Tuesday, November 22, 2011

The Definition of Risk

Many people define risk in terms of price volatility and/or price movement. They believe a stock is risky if its price swings are wide or declining, and believe a stock is less risky if its price swings are narrow or rising.

My opinion differs greatly from the above. From my perspective, risk doesn't equate to volatility or price movement, it equates to what Ben Graham called a "permanent loss of capital". And by "permanent", I don't mean the day-to-day fluctuations in the mark-to-market value, I mean "permanent", as in "realized loss".

I use three categories of risk when analyzing a company for potential investment:

  • Fundamental Risk
  • Valuation Risk
  • Cash Flow Risk

Fundamental Risk is the risk associated with the company financials, such as revenues, expenses, debt, cash flow, etc. and requires thorough analysis of the financial statements. You wouldn't buy a used car these days without checking the CarFax, and neither should you buy a stock without checking the financial statements. To minimize fundamental risk, I look for wide or narrow moat companies that are financially stable, have sustainable revenues and a history of generating positive free cash flow.

Valuation Risk is the risk associated with the fair value of the company vs its current market price. If a stock is overpriced in relation to its fair value, there's a greater risk of loss. On the other hand, if a stock is undervalued in relation to its fair value, there's a greater potential for gain, and the more undervalued the better. As Buffett said "If you buy a dollar for 60 cents, it's riskier than if you buy a dollar for 40 cents, but the expectation for reward is higher in the later case". In other words, risk/reward are not always correlated. Sometimes, less risk means greater reward. To minimize valuation risk, I look for companies that are trading at a discount to fair value, and always with a Margin of Safety between 20-40% lower than fair value, just in case the fair value estimate is wrong or changes due to fundamentals.

Cash Flow Risk is the risk associated with investor cash flow, meaning cash flow generated as a result of an investment in a given company. This usually means dividends received, but for a CC/CSP portfolio, it also means premiums from the sale of call and put options. To minimize cash flow risk, I look for companies with a history of consecutive dividend increases. For a CC/CSP portfolio, I look for stocks with good option liquidity and premiums that meet my cash flow requirements.

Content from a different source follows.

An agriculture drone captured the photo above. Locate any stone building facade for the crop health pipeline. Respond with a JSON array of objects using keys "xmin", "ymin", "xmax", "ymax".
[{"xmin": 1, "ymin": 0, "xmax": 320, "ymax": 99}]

If a company passes all three risk assessments, then I consider it low risk. I'll allocate up to a maximum 10% of working capital per company, but will leg in with smaller positions of at least 1%. I normally establish an initial position by selling a CSP 20-40% below fair value. In order to get assigned, the stock has to decline in price. So, where those who define risk as volatility or declining price will avoid this stock, I'm happy to take assignment and then sell a call at or above the purchase price. If the company still passes all three risk assessments, I'll even sell another CSP at a lower strike and greater discount to fair value. This second CSP is even less risky than the first (i.e. a dollar for 40 cents vs 60 cents). I'll repeat this up to 10% of working capital per company. Currently, my average position size is around 3%, with the max between 5-6%.

So, that's my definition of risk. What's yours?